Allow students around 10 minutes for their first station, 7 minutes for the second station, 5 minutes for the third station, 3 minutes for their final station, working through as many questions as possible (quality of discussion over quantity). Once the students have worked their way through the different stations, have them return to their first station to review and highlight the best 2 answers for a class report-back.
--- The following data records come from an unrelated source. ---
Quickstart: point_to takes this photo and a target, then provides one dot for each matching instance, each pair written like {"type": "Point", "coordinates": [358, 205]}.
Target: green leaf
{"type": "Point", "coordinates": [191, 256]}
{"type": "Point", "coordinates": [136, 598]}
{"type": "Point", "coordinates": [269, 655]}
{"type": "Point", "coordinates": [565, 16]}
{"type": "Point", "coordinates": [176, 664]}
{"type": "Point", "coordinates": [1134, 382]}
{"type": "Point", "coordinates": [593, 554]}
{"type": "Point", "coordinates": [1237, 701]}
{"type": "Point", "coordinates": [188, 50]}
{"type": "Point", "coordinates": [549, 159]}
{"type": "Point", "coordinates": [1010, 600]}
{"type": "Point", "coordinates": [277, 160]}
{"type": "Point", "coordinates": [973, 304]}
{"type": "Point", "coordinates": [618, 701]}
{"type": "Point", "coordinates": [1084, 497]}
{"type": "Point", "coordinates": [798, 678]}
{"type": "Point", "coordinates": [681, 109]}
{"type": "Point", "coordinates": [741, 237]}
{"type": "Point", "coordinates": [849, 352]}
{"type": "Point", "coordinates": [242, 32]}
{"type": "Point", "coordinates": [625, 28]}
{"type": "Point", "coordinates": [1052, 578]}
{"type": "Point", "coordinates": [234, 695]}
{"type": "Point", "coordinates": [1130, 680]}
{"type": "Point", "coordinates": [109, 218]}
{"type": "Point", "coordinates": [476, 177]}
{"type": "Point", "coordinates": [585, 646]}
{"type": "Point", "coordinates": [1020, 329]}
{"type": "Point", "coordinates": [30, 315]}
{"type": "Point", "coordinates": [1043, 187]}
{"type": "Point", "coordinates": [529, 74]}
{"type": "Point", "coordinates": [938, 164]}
Modify activity based on the length of time available. This activity adapts well for online use. Activity timing does not include watching the film.
STATION 1: Structure and influence (what it did for people) of the MPA
- How did someone become a member of MPA?
- MPA can be understood as a therapeutic community where people could function and be accommodated as needed for their mental health experiences. Describe the strengths of the MPA in creating supportive communities and how they made a difference in the lives of those involved.
- What were the different ways in which MPA enacted a democratic structure?
- Discuss the many ways in which the paid work at MPA worked against the common experience of being excluded from the labour force. Why is this significant in the lives of psychiatric consumer/survivors?
- Eventually MPA became a bureaucratic organization that organized under a top-down structure of power. What were the negative implications of this?
Station 2: Madness as a Social Movement
- How do you understand the concept of liberation or liberatory struggles? How does that relate to MPA? Have you ever thought of the concepts of mental health and liberatory struggles together?
- What is the difference between the MPA as a service and the MPA as an activist social movement/community.
- What was In a Nutshell? Discuss the significance of this publication.
- MPA experienced difficulties as a result of taking funding from the government? How can this inform mental health funding for consumer/survivor run programs of today?
Station 3: In the Context of Mental Health Professionals
- What does the historical context of deinstitutionalization have to do with the development of the MPA?
- What is the difference between top-down and bottom-up practice in the context of mental health work?
- What are some of the ways that the MPA counteract the possible negative implications of professionalism?
- What inspires you as future MH professional from watching this film – what do you take from it, and how might it inform your approaches and practice?
Station 4: Contemporary Relevance
- Poverty is a major issue for people diagnosed with mental illness. How was MPA able to address this issue?
- Is there still a need for services that are open beyond standard business hours? Would they be beneficial to how we approach mental health services, why or why not?
- Housing first is a contemporary approach to addressing the major social issues impacting people diagnosed with mental illness. How did the MPA set-up housing? What did the housing and living agreement look like? How could this practice be beneficial to housing first approaches to mental health?
- What do you think a modern or updated MPA would look like – what would you need to make this happen?